What we got instead was a collection so dark I briefly considered not reviewing it. The first few pieces were so dark and ethereal I thought someone must have made a mistake and delivered the wrong clothes. There was no way something this dark could be Mary Katrantzou, but it was. Once we got past the first five gowns, Mary took off on a wonderful trip that involves incredible applique, amazing brocade, and some delightful experimentation with folds and multiple asymmetry. When all was said and done, I’m not so sure but what this may be my favorite Mary Katrantzou collection ever.

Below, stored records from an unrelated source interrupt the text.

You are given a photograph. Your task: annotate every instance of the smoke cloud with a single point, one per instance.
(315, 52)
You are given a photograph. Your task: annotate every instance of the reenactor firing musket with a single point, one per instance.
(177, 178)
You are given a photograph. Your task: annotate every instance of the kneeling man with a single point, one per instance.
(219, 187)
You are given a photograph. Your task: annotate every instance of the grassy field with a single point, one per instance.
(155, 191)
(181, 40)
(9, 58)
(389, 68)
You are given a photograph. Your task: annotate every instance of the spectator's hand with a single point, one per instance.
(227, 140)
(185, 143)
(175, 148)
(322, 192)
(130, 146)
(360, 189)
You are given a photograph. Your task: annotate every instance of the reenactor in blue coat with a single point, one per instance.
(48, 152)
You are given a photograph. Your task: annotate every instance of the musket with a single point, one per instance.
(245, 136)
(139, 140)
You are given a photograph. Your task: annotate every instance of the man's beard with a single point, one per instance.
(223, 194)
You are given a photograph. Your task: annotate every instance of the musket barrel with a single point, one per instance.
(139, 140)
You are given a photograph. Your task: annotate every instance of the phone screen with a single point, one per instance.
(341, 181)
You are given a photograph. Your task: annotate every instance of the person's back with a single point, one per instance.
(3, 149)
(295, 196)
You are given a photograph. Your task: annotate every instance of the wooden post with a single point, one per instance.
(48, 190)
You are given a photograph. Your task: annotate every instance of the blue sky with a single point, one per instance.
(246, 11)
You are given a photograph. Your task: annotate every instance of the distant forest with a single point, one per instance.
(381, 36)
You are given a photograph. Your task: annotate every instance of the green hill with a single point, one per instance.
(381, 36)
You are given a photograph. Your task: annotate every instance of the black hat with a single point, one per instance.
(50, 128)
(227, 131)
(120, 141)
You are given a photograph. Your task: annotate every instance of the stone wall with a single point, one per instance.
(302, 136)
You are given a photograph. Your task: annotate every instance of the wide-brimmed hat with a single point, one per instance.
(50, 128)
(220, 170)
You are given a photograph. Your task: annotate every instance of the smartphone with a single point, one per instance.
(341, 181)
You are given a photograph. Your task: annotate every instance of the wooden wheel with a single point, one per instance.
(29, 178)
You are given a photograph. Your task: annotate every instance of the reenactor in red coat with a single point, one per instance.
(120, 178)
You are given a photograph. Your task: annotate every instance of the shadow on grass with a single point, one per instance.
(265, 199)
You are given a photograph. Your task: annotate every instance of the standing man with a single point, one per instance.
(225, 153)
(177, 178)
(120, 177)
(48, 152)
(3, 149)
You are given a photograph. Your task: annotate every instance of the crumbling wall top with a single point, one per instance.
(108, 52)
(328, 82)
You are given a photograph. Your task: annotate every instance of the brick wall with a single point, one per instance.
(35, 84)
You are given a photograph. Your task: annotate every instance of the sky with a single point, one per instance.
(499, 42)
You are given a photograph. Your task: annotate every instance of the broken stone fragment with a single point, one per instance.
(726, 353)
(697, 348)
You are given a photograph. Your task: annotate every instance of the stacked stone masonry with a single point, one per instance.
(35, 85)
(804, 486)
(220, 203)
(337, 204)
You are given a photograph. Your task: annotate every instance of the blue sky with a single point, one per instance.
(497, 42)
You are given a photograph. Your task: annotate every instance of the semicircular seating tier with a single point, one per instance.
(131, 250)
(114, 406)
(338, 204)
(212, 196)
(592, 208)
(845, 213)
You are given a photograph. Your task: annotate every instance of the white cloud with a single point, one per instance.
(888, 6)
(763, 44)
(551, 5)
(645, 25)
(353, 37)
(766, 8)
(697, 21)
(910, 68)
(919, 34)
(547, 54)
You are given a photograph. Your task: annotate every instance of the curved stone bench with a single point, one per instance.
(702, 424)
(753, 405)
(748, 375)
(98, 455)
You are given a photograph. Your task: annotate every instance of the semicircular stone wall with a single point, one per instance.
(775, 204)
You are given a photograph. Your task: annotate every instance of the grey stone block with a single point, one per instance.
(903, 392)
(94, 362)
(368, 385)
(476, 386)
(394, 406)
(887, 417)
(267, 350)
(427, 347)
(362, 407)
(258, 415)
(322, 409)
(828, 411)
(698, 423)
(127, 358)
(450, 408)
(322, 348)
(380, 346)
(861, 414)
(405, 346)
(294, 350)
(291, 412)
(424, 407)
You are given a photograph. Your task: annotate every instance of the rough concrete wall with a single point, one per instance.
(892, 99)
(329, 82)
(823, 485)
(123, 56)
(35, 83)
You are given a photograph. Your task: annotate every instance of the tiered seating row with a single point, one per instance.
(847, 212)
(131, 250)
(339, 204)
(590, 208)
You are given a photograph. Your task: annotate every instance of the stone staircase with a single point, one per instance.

Yes, this is a very dark-toned collection, to be sure, but what Mary does with it is astonishing. Let’s start with incredible patterned brocade and applique over sheer dresses with pleated school girl skirts. The applique of faux patches is busy, to be sure, but yet it’s a look from which I simply cannot peel my eyes. There is almost a sinister feeling to the darkness of some of the brocade pieces. One might question just how deep Mary had to dig to find the muse inspiring these looks, but I do hope this is the beginning of a trend.
Then, let’s talk about this pleated asymmetrical panels. We see them first elongating just a portion of hem on very short school-girl skirts. At first, I thought it was some sort of towel, as I’ve seen some servers wear. Closer inspection, though, reveals that these are very carefully pleated panels, with an extreme attention to detail. While they are interesting in this short version, they become absolutely amazing when she starts them up by the shoulder and let’s them run below the knee. That look alone is spectacular and dynamic. Then, just to out-do herself, she adds a third panel on some pieces so that the hem has three different lengths to it. This is the kind of fresh and innovative look London has been needing.
Matrantzou diverts our attention for a moment to really shiny patterned masculine style suits, which are all very cool and sexy, but the material still plays better when worked into pieces that feature the long, pleated drape.
Toward the end of the collection, Mary goes back to applique, very large, very severe. Some remind me of a parent carrying a child in a front pack; they are just that bulky. My favorites, though, are where she utilizes a soft wire mesh for the dress with more solid designs in brass for the applique. The effect is very industrial and severe.
Whatever took Mary Katrantzou down this new path, I do hope it can stay. What she has done this season is transformational and I, for one, hope she never looks back beyond this point.